L'accordo firmato riprende, solo sintetizzandolo, il documento di Confindustria che aveva già visto convergere Cisl e Uil. Il contratto nazionale di lavoro viene svuotato di ogni ruolo: non serve a redistribuire la produttività, non serve nemmeno a difendere salari e stipendi dall'inflazione reale. E' viceversa lo strumento della generalizzata e ulteriore riduzione dei salari, legati ad un'indice dell'inflazione "depurato" dall'aumento dei costi dell'energia importata. La contrattazione aziendale, che riguarda meno del venti per cento delle imprese, consente aumenti salariali solo in relazione alla "produttività" e "redditività" delle imprese, all'aumento dello sfruttamento e della fatica del lavoro, ad ulteriori sgravi fiscali e contributivi per le imprese, che si esige diventino "strutturali, certi, facilmente accessibili". Il contratto nazionale potrà essere derogato solo in peggio, mentre nulle sono le garanzie per la stragrande maggioranza dei lavoratori che non accedono alla contrattazione di secondo livello. Si rimanda ad altra sede la definizione delle "modalità per garantire la tregua sindacale", ma la sostanza resta quella di sanzionare e limitare pesantemente il diritto di sciopero. Viene reiterata la previsione di "ulteriori forme di bilateralità per il funzionamento dei servizi integrativi di Welfare", nodo centrale anche del Libro Verde del ministro Sacconi.
Il sindacato non è più, secondo l'accordo, il rappresentante autonomo degli interessi delle lavoratrici e dei lavoratori, organizzazione di conflitto e contrattazione. E' insieme alle imprese il gestore di servizi, di uno stato sociale che vede ritrarsi ruolo e garanzie pubbliche e viene consegnato a logiche privatistiche, a quegli enti bilaterali in cui si sostanzia il ridisegno neocorporativo dell'insieme delle relazioni sociali. Non è un caso che il governo abbia varato in agosto un taglio micidiale delle risorse per sanità, enti locali, istruzione, lavoro pubblico.

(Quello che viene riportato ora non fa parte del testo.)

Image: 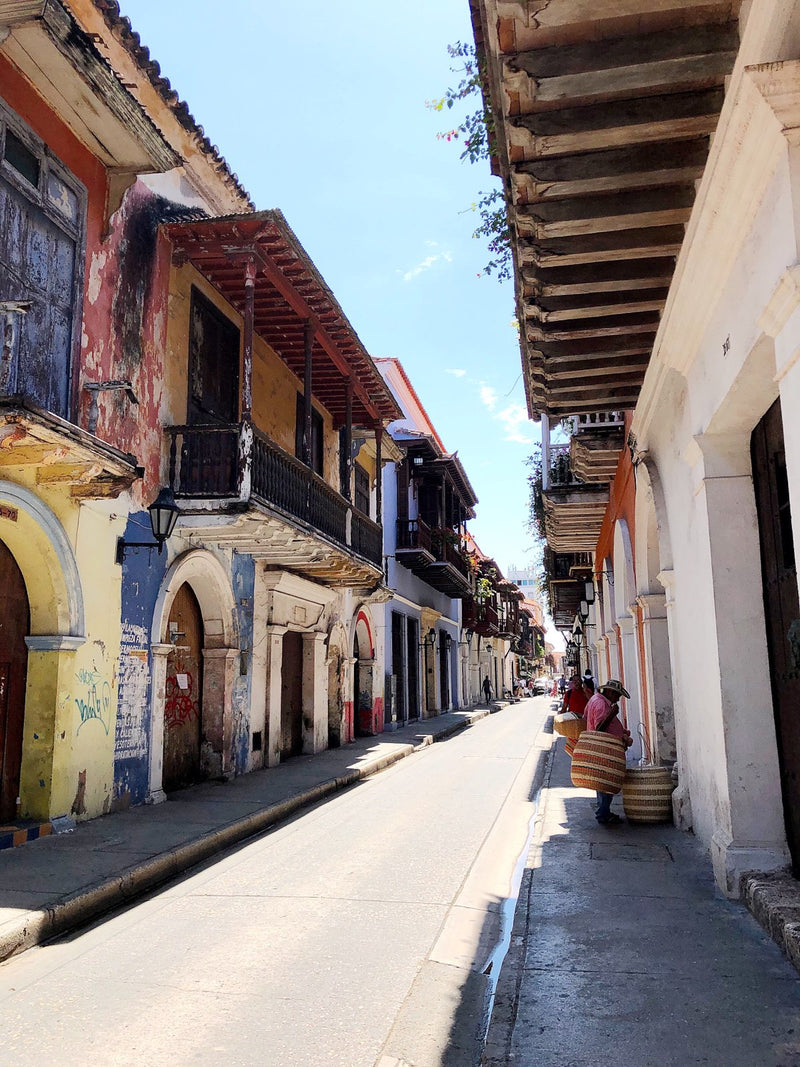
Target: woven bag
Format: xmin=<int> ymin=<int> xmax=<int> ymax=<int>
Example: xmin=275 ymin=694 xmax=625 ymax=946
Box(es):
xmin=553 ymin=712 xmax=586 ymax=738
xmin=572 ymin=730 xmax=625 ymax=793
xmin=622 ymin=767 xmax=675 ymax=823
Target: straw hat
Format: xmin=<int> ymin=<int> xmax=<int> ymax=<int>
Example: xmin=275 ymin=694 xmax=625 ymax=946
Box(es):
xmin=601 ymin=678 xmax=630 ymax=700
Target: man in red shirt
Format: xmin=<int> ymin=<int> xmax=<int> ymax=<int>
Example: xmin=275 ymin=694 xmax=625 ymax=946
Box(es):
xmin=583 ymin=678 xmax=633 ymax=826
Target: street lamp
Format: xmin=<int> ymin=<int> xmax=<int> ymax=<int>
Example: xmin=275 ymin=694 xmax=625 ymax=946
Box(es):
xmin=115 ymin=487 xmax=180 ymax=564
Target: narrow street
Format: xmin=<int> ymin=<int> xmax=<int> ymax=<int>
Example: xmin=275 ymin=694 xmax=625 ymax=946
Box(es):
xmin=0 ymin=697 xmax=551 ymax=1067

L'accordo separato è destinato ad aggravare la situazione economica e sociale complessiva, perché impoverisce ancora di più i lavoratori, in una crisi che è determinata esattamente dall'acuirsi delle disuguaglianze, da quel "mondo di bassi salari" prodotto da un trentennio di politiche neoliberiste.
La partita non è tuttavia chiusa. Non lo è come non lo fu nel 2002, sebbene sia evidente il quadro peggiore di oggi rispetto a ieri, per la sconfitta della sinistra, per la collocazione del Pd. Non lo è in virtù della tenuta decisiva che la Cgil ha avuto. Non lo è in virtù della disponibilità alla lotta che le lavoratrici e i lavoratori hanno dimostrato, aderendo il 12 dicembre allo sciopero generale della Cgil e dei sindacati di base. Diventa decisiva l'attivazione di una risposta forte nei luoghi di lavoro e nei territori. Una risposta adeguata alla gravità di quanto avvenuto, alla volontà di riscrivere le relazioni sindacali e i rapporti sociali contro la più grande organizzazione delle lavoratrici e dei lavoratori, impoverire e dividere ulteriormente il mondo del lavoro, distruggere ruolo e autonomia del sindacato. Crediamo sia necessaria la costruzione di un nuovo sciopero generale. Crediamo sia obbligatorio il pronunciamento delle lavoratrici e dei lavoratori sull'accordo. Per parte nostra ci saremo. E' in gioco il futuro dei diritti del lavoro e della democrazia.